WRITTEN BY JEFF SHIFFMAN
CO-OWNER OF BOOM BOX POST
In June of this year, Pro Tools released an update that caught my attention. Version 2025.6 features Speech to Text, a new AI-driven technology that could potentially be a leap forward in how we handle dialogue in post production sound. I know, just the mention of AI can be scary for all of us - trust me, I get the concerns. But I do firmly believe that when used solely as a tool and not a replacement for human creativity, there may be some very helpful applications for AI in our workflow. Is Speech to Text a game changer feature for Pro Tools? I decided to give it a try.
OVERVIEW
So what is Speech to Text anyway? Pro Tools now has the ability to scan audio files of recorded human speech (dialogue, vocals, etc) and transcribe the words. Pro Tools presents this data as an overlay on each audio clip in the timeline. It also creates a very useful database.
Use Case
Swapping dialogue takes with Speech to Text
As a re-recording mixer, we have all the dialogue at our fingertips. However, until text to speech all we had were waveforms and their associated labels. Productions typically label clips with the character or actor as well as an associated line number, but importantly they do not label files with the text of the line; the spoken words. Oftentimes during a client review, clients may want to swap out different reads of a particular line. Not too cumbersome if you have alt takes at the ready (thank you organized dialogue editors) but it does require muting and unmuting or moving materials around just to hear some options.

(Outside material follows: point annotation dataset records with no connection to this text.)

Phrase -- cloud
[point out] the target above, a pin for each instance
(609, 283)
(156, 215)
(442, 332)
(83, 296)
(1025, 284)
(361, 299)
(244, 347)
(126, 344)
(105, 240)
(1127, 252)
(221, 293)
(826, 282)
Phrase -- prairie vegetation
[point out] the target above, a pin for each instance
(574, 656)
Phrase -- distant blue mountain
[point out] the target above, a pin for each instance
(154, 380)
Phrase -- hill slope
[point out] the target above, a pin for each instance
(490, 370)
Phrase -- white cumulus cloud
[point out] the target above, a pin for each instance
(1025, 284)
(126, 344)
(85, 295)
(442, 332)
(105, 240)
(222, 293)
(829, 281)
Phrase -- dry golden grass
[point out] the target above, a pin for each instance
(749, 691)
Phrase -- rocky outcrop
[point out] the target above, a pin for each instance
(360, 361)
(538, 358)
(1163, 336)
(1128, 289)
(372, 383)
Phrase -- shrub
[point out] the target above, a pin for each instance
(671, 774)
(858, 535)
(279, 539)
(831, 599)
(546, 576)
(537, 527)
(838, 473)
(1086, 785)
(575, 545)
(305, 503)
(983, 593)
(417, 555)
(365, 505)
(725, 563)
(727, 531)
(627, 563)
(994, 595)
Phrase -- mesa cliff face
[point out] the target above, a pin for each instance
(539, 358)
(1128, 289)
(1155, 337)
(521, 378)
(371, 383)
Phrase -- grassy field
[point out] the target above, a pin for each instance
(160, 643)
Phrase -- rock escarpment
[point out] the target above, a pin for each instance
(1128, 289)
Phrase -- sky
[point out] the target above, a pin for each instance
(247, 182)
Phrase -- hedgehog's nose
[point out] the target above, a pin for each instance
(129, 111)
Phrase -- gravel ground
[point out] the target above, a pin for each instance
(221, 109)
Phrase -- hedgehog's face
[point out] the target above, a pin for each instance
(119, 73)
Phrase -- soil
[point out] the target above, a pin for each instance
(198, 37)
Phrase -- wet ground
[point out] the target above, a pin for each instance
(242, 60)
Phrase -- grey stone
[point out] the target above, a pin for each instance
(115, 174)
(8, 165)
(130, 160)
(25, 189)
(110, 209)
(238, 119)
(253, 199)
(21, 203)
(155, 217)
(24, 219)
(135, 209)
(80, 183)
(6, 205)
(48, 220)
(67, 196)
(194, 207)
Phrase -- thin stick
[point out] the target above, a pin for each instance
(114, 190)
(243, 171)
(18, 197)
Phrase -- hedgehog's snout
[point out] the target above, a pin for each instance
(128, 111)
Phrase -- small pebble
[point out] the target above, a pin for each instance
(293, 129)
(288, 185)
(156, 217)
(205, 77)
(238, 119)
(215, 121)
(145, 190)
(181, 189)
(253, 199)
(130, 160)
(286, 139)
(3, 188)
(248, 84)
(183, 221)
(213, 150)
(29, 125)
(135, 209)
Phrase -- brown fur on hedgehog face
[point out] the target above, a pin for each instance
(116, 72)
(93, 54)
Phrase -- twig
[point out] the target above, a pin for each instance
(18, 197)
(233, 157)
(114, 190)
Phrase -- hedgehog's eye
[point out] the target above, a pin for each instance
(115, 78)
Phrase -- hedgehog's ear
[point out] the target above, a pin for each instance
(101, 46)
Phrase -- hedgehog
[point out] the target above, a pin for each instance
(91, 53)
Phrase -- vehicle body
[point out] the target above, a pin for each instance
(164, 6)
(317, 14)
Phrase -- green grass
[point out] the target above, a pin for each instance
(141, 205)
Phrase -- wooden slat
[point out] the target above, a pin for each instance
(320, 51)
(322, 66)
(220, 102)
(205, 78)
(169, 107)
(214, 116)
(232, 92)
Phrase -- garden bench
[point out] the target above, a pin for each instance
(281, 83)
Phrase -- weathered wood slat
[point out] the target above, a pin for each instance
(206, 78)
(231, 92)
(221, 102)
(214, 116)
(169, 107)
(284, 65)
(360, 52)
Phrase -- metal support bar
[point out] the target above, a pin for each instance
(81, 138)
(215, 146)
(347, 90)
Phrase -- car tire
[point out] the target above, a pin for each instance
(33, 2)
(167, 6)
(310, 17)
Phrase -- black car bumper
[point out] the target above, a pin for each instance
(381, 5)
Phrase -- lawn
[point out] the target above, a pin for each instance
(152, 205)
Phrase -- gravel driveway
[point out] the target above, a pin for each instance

But what if we don’t have alt takes? We’ll often comb through an entire episode’s worth of character dialogue, trying to find a potential matching word, line by line. With Speech to Text, all scanned dialogue is now searchable and filterable by many parameters; you can immediately find potential substitutes. This, in my opinion is a game changer. Anywhere you can save time and be the hero to the clients is a huge win, and this new tech solves a common issue quite eloquently.
Getting Started
To get working with Speech to Text, you need to give Pro Tools some direction. The first time you try and transcribe a file, you’ll likely receive the following message: “Speech to Text Engine is not installed. Would you like to download and install it now?” Click yes and AVID takes care of the rest under the hood. Next, go to the Setup menu where you’ll find Transcription Settings which, among other tweaks, gives you the option to specify a language. You can certainly leave this on Multilingual, but in my tests, it is roughly 10x faster to clue the AI in on what language it’s listening for. As long as your project is not multilingual, choose a language and save yourself a ton of time.

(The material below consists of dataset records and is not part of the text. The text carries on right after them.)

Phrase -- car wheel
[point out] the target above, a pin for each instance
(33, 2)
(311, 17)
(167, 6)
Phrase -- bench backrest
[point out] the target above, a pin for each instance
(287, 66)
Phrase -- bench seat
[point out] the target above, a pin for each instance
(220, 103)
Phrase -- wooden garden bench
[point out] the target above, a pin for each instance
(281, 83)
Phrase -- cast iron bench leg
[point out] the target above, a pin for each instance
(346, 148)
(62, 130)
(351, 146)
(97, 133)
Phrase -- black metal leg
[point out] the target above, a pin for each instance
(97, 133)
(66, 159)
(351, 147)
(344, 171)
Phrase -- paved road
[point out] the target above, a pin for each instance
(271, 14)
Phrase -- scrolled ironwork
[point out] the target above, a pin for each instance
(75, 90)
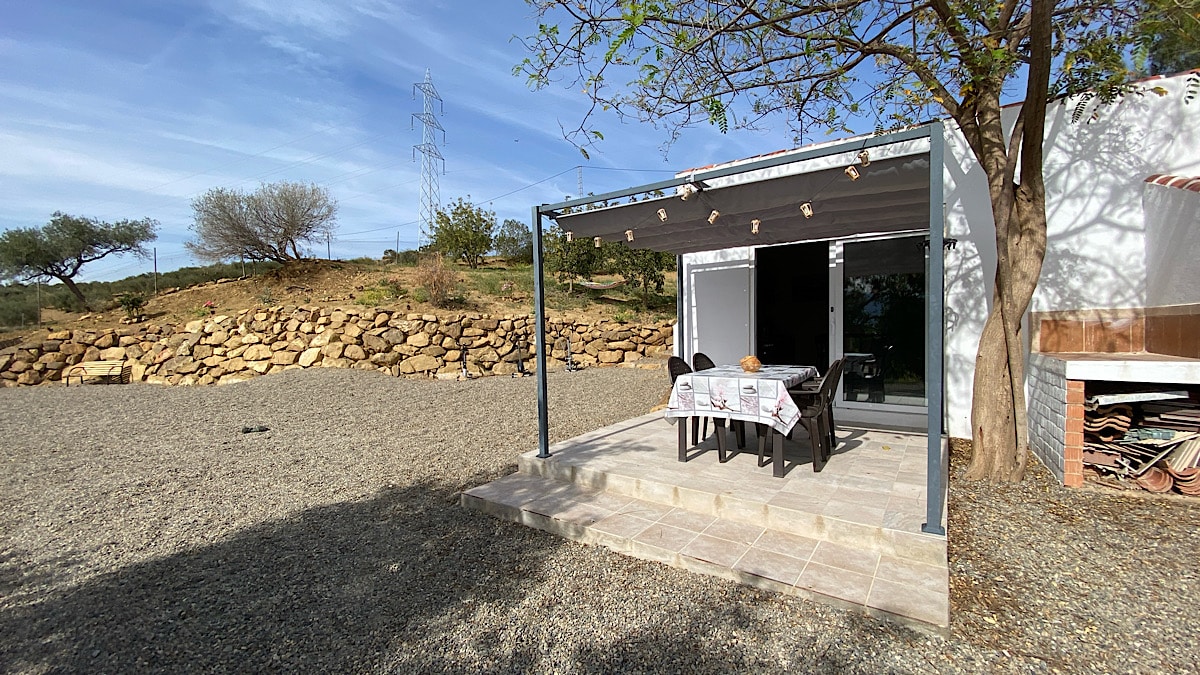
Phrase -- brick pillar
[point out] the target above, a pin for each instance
(1073, 452)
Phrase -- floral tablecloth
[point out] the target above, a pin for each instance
(731, 393)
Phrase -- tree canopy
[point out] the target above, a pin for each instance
(270, 223)
(61, 248)
(514, 242)
(819, 66)
(465, 232)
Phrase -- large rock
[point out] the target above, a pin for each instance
(420, 363)
(29, 377)
(375, 342)
(309, 357)
(113, 354)
(283, 358)
(257, 353)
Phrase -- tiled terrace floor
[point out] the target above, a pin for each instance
(849, 535)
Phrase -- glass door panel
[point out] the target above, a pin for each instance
(883, 321)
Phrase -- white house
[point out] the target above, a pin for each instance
(791, 258)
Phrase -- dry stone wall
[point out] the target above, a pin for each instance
(253, 342)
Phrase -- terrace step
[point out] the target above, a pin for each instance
(754, 554)
(751, 500)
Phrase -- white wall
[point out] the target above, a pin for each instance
(1173, 245)
(1102, 250)
(1098, 254)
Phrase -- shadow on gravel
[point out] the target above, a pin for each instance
(403, 581)
(331, 589)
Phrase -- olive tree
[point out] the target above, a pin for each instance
(465, 232)
(267, 225)
(60, 248)
(821, 64)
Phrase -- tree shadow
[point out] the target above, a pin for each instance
(328, 589)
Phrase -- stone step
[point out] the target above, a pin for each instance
(751, 553)
(750, 501)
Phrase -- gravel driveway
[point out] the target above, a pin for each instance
(142, 530)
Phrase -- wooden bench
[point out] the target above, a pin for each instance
(108, 371)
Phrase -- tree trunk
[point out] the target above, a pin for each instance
(999, 417)
(75, 291)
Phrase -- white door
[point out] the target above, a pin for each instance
(720, 310)
(877, 293)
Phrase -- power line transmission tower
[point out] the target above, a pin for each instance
(430, 154)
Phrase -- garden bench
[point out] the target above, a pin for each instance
(108, 371)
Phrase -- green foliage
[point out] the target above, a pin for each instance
(408, 257)
(1169, 35)
(438, 281)
(465, 232)
(387, 290)
(267, 225)
(504, 284)
(64, 245)
(514, 242)
(18, 305)
(568, 261)
(642, 268)
(819, 65)
(131, 303)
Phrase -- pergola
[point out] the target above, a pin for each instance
(759, 203)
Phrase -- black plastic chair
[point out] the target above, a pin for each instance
(700, 360)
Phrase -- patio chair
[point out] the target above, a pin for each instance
(807, 392)
(700, 360)
(816, 417)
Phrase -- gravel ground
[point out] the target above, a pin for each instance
(142, 530)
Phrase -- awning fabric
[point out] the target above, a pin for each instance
(891, 196)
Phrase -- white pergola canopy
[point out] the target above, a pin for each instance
(891, 195)
(901, 190)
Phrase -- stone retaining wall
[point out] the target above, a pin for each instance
(261, 341)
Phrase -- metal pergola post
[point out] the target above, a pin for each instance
(539, 310)
(935, 488)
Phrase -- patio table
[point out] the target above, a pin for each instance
(729, 393)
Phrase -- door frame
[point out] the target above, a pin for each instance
(864, 412)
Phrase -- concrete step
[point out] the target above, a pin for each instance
(754, 499)
(724, 542)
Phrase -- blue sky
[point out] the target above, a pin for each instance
(131, 108)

Pro Tip: Since settings save with your projects, save your preferred language when creating a template for repeat projects.
Next you’ll need to tell the software what to analyze. You can right-click individual clips in the timeline or in the clip bin if you only need to work with a small amount of material. But in practice, I think the most logical path is to have it analyze all of your dialogue, so that you know you are searching everything in the session. To do this, highlight all your dialogue tracks, then right-click and choose full tracks. Once this option is chosen, these tracks will even continue to analyze any new clips dropped onto them.
Seeing The Results
Transcript view overlays larger text
Text shown overlaying clips is dynamic. The more you zoom in, the more it can display. You also have the option to choose transcription in the track view, which will both make the font larger and wrap text for easier viewing.

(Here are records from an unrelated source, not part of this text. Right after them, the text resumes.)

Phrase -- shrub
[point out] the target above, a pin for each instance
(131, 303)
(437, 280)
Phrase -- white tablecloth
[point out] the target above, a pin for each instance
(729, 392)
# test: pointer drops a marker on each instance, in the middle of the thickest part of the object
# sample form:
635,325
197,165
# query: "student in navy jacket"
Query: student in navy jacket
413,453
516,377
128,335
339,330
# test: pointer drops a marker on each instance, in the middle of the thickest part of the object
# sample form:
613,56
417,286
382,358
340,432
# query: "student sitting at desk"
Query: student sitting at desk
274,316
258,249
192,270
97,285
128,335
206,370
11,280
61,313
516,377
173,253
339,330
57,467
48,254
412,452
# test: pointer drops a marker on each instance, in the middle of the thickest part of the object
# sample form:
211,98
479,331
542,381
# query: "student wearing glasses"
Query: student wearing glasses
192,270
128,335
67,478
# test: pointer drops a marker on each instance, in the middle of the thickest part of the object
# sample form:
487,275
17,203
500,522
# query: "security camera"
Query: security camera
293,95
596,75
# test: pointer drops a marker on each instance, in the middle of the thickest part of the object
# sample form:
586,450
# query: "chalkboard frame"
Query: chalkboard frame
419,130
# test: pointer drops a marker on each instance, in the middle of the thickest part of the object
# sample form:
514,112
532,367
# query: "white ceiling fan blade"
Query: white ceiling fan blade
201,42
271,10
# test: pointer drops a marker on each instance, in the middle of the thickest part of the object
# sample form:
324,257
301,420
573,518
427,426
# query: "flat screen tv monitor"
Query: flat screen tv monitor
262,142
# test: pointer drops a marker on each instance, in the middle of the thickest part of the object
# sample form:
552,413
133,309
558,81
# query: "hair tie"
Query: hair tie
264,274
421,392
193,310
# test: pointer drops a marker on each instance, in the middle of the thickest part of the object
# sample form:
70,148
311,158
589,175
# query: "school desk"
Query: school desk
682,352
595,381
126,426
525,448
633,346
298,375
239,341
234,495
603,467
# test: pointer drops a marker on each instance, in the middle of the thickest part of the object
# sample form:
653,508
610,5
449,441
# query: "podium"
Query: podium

Also nice to note is the ability to toggle text overlay on and off with the track transcription lane option in the View menu. Or even better, use the quick key (Shift + Control + U). Generally, I like leaving the text visualization off to avoid too much clutter, toggling it on when necessary.
Transcriptions in the Timeline
There are two view options within the transcript window, Timeline and Files. Each tab can be individually customized to show only the data you want in a font size you prefer, but ultimately both have different uses.
Pro Tip: Transcript window customization choices save with sessions and templates so you can tailor these choices on a per project basis.
The Timeline view has a column for viewing timecode locations of each clip. It also gives you the option of seeing what track is attributed to each line of dialogue. If like us, you label your tracks by character, this can be a very handy reference. You can filter by track name and then search for specific keywords.
The Files view lets you preview lines or even individual words just by clicking on them; super useful for auditioning options on the fly.
Pro Tip - if you right click the playhead, you’ll get options to toggle loop, auto play and spacebar playback.
Just like the Timeline view, you can filter your search in multiple ways. As long as your record files are named with the character, it’s a snap. The best feature of the Files tab is the ability to option click (mac) any lines or words to drag them directly into pro tools.
So in practice, if a client was bumping on a read from the character “Bill” saying “wow,” you would filter the file name for “Bill” and search the results for the word “wow.” You can then click through each instance for the clients to preview on the fly and once they find one they like, option-click to drag it into the timeline, replacing the bad take. Magic.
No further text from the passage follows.